Malgré tout, nous n’avons pas choisi Théodore, Paul & Gabriel pour pouvoir être défini rapidement. Ce nom est né de notre imagination mais c’est vrai qu’avec le temps, il a permis aux gens de nous placer, de nous identifier comme les trois filles au nom de garçon qui font du rock.
Nous ne voulions pas que les gens découpent notre musique en se disant
que nous étions juste un groupe de filles mais que nous étions un groupe
de musique.
Toujours à propos de ce nom, n’avez-vous pas eu la tentation de changer le nom en Louis, Paul & Gabriel vu que Louise a remplacé Théodora ?
Clémence : Non ! Référencement Google (Rires) !
Louise Découflé : Non parce qu’on s’est dit que le concept restait le même finalement.
Pauline : Théodore, Paul & Gabriel nous permet une certaine neutralité. Nous ne voulions pas que les gens découpent notre musique en se disant que nous étions juste un groupe de filles mais que nous étions un groupe de musique. Le concept reste le même que ce soit Théodore, Paul & Gabriel ou Louis, Paul & Gabriel.
Louise, ceux qui suivent la vie du groupe savent qu’il est né de la rencontré de Pauline et Clémence. Avec le départ de Théodora dont le nom reste toujours dans celui du groupe, ne crains-tu pas d’être perçue comme la cinquième roue du carrosse ?

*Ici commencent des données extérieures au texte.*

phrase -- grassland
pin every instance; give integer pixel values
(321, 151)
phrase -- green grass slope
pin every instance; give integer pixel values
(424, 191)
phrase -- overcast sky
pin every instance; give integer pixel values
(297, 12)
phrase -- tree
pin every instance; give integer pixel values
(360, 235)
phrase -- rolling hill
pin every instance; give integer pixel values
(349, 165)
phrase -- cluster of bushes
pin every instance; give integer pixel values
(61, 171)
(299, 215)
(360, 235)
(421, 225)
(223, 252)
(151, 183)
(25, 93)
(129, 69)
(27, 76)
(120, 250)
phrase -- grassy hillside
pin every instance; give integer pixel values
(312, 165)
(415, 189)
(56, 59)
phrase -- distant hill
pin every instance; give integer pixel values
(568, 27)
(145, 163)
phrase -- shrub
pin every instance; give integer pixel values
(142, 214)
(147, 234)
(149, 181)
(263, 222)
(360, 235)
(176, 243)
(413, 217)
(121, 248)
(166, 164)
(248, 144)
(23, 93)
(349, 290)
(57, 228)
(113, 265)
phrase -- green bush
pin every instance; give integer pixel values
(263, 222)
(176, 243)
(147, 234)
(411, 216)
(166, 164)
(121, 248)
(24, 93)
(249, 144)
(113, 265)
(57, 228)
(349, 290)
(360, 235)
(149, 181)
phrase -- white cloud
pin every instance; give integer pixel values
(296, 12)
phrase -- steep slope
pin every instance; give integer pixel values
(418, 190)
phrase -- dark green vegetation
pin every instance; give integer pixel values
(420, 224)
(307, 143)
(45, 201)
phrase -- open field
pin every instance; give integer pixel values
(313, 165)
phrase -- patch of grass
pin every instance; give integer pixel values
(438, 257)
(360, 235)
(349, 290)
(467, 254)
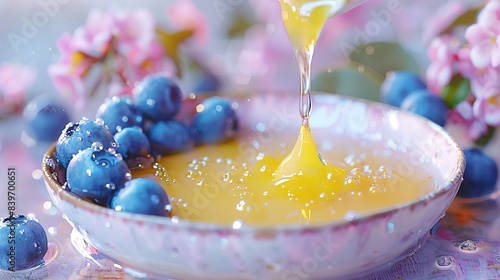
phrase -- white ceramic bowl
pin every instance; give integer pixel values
(347, 248)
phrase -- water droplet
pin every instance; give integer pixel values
(155, 199)
(390, 227)
(174, 252)
(52, 231)
(99, 121)
(237, 224)
(445, 262)
(468, 246)
(226, 177)
(97, 146)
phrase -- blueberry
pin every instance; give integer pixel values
(23, 243)
(215, 121)
(132, 142)
(158, 97)
(45, 119)
(142, 196)
(80, 136)
(169, 137)
(480, 176)
(208, 83)
(96, 174)
(119, 113)
(428, 105)
(398, 85)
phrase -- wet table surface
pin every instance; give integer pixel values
(465, 244)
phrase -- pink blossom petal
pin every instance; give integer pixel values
(186, 16)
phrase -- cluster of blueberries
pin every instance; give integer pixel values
(406, 90)
(95, 156)
(127, 131)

Louise : Non, pas du tout ! Les choses ont été très claires dès le début, je sais que le duo de composition est Clémence et Pauline. Cela ne veut pas dire pour autant que je suis là juste pour faire la décoration. Nous avons beaucoup arrangé ensemble depuis mon arrivée, on passe beaucoup de temps ensemble depuis plus d’un an maintenant. Avec le temps, j’ai donc trouvé ma place petit à petit naturellement. Au début, nous nous reniflions comme des petits chatons. Aujourd’hui, nous avons fini de renifler, nous dormons dans la même panière (Rires) !
Donc, non, je ne suis pas du tout vexée que le nom du groupe n’ait pas été changé suite à mon arrivée… Le groupe est aujourd’hui une entité à part entière.

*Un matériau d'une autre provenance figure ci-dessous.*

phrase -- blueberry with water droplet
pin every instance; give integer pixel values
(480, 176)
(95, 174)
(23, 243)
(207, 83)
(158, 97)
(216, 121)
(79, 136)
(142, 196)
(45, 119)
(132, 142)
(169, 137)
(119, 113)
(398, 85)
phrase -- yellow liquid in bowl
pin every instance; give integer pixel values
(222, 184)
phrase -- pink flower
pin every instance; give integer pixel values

Il y avait un gap entre les goûts [de Théodora] et les nôtres que nous n’arrivions pas
toujours à résoudre. Si bien qu’on se sent plus proche de nous-mêmes
avec l’arrivée de Louise
Pour vous, qu’a changé le départ de Théodora ? Est-ce que cela a influé sur le process d’écriture ?

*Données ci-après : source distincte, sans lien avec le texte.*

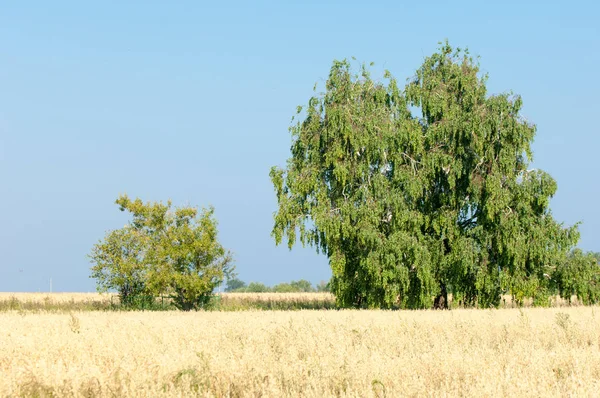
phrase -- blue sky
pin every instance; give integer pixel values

Clémence : Ca n’a rien changé dans notre processus de composition parce que comme l’a dit Louise, Pauline et moi avons toujours travaillé en binôme.
Après, ça nous a émues de voir à quel point Louise était faite pour nous. J’ai le sentiment que le groupe n’a jamais été aussi proche de lui-même, aussi proche que ce que nous imaginions à nos débuts.
L’aventure avec Théodora a été super mais je pense qu’elle n’avait pas pour ambition définitive de rester avec nous. Elle avait envie de se lancer dans des projets qui l’ont touchée plus personnellement. Il y avait un gap entre ses goûts et les nôtres que nous n’arrivions pas toujours à combler. Si bien qu’on se sent plus proche de nous-mêmes avec l’arrivée de Louise mais aussi celle d’un cinquième musicien qui nous aide sur scène.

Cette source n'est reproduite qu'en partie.